“Então, Siddhartha, olhando para trás na cidade, exclamou: ‘Até que eu tenha visto a outra margem do nascimento e da morte, eu nunca mais entrarei na cidade de meu Pai !” – Buddhacarita

Gurdjieff Uma Nova DimensãoEm nosso post anterior sobre A Grande Partida, seguimos a fuga de Siddhartha da prisão do palácio de seu pai. Olhamos para um relevo budista que mostra o momento da libertação de Siddhartha e observamos que a penetração física da obra de arte em uma nova dimensão, refletia o despertar de Siddhartha – sua penetração em uma nova dimensão de consciência.
Enquanto Siddhartha está ainda no limiar do despertar, um elemento novo e significativo entra na narrativa de sua história, trata-se do assédio que ele vai sofrer durante as próximas fases de sua evolução. Este elemento é Māra, o adversário da libertação.
À medida que o jovem príncipe está a ponto de partir, ele ouve uma voz incitando-o a reconsiderar:

“Não prossiga senhor!”, disse Māra, com a intenção de parar o Bodisattva: ” Em sete dias a partir de agora você vai se tornar governante sobre os quatro continentes e as duas mil ilhas adjacentes. Pare , ó meu senhor ” – Nidankatha

Gurdjieff - Mara - Ajanta

Mara conduzindo seu Elefante


Māra personifica oposição.

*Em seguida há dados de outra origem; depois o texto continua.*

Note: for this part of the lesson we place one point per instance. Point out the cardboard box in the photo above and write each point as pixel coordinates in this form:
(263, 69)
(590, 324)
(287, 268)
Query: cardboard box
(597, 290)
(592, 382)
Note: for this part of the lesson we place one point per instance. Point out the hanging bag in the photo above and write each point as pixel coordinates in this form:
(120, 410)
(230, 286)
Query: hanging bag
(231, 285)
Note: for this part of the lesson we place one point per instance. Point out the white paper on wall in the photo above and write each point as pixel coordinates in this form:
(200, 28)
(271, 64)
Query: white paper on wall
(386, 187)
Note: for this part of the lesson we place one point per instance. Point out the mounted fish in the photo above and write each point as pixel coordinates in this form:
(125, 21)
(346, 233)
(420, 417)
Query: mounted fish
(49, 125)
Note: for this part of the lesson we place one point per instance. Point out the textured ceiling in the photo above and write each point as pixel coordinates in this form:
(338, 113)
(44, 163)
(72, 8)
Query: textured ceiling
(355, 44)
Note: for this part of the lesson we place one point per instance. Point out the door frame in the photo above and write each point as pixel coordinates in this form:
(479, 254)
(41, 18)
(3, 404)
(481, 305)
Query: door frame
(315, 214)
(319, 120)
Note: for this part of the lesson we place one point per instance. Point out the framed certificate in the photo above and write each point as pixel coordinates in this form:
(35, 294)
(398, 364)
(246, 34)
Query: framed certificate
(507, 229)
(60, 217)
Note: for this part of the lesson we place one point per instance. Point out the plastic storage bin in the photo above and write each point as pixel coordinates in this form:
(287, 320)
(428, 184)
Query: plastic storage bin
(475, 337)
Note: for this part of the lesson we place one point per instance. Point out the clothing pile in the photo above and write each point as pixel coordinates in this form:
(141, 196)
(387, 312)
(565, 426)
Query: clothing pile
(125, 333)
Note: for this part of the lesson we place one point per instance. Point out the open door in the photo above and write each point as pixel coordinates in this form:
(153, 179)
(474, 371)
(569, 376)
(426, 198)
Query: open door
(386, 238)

Ele é retratado na arte budista como um general mesquinho montando um elefante e liderando um exército de demônios caóticos. Estes representam as emoções, pensamentos e sensações que dificultam o despertar.
De particular interesse é o momento de aparecimento de Māra: enquanto o príncipe estava imerso no luxo palaciano, Māra permaneceu nos bastidores, mas agora que ele está prestes a partir, Māra aparece em pessoa para persuadir Siddhartha a retornar.

Esforço consciente atrai oposição

“Assim que um homem desperta por um momento e abre os olhos, todas as forças que o levaram a cair no sono começam a agir sobre ele com energia dez vezes maior e ele imediatamente cai novamente no sono, muito frequentementesonhando que ele está acordado.” – George Gurdjieff

Este episódio de A Grande Partida nos ensina a esperar um aumento na oposição interna no momento do despertar. Em outras palavras, a fim de prolongar a consciência, os nossos esforços devem aumentar.
O príncipe desconsidera as tentações de Māra e continua no seu caminho para fora do palácio de seu pai. Māra então acompanha ciosamente o desenvolvimento de Siddhartha, à espera de uma oportunidade para trazê-lo de volta para a prisão. Nas palavras da lenda budista : “Então, o tentador o seguiu, sempre observando por algum deslize, tão próximo como uma sombra que nunca deixa o seu objeto. ”

O Exército de Mara desafiando a Iluminação de Buda

O Exército de Mara desafiando a Iluminação de Buda


A oposição de Mara irá aumentar consistentemente a de cada passo da jornada de Buda e culminará no capítulo sobre Iluminação (que será analisado em um post futuro sobre ggurdjieff.com.br).
Para este mês, convido os nossos leitores e escritores a fazerem uma experiência: vamos repetir um exercício que Peter Ouspensky usou em suas reuniões introdutórias:

“Pegue um relógio e olhe para o ponteiro de segundos, tentando estar consciente de si mesmo, e concentrando-se no pensamento:” Eu sou Peter Ouspensky “,” Agora estou aqui.’ Tente não pensar em mais nada, basta seguir os movimentos do ponteiro e fique consciente de si mesmo, do seu nome, da sua existência e do lugar onde você está. Mantenha fora todos os outros pensamentos. Se você for persistente, vai ser capaz de fazer isso por dois minutos. Este é o limite de sua consciência.” – Peter Ouspensky

O que você descobre quando tenta estar presente por dois minutos sem interrupção? Você pode ver Māra aumentando sua resistência? Você pode detectar as emoções, pensamentos e sensações de seu exército antes de impedi-lo?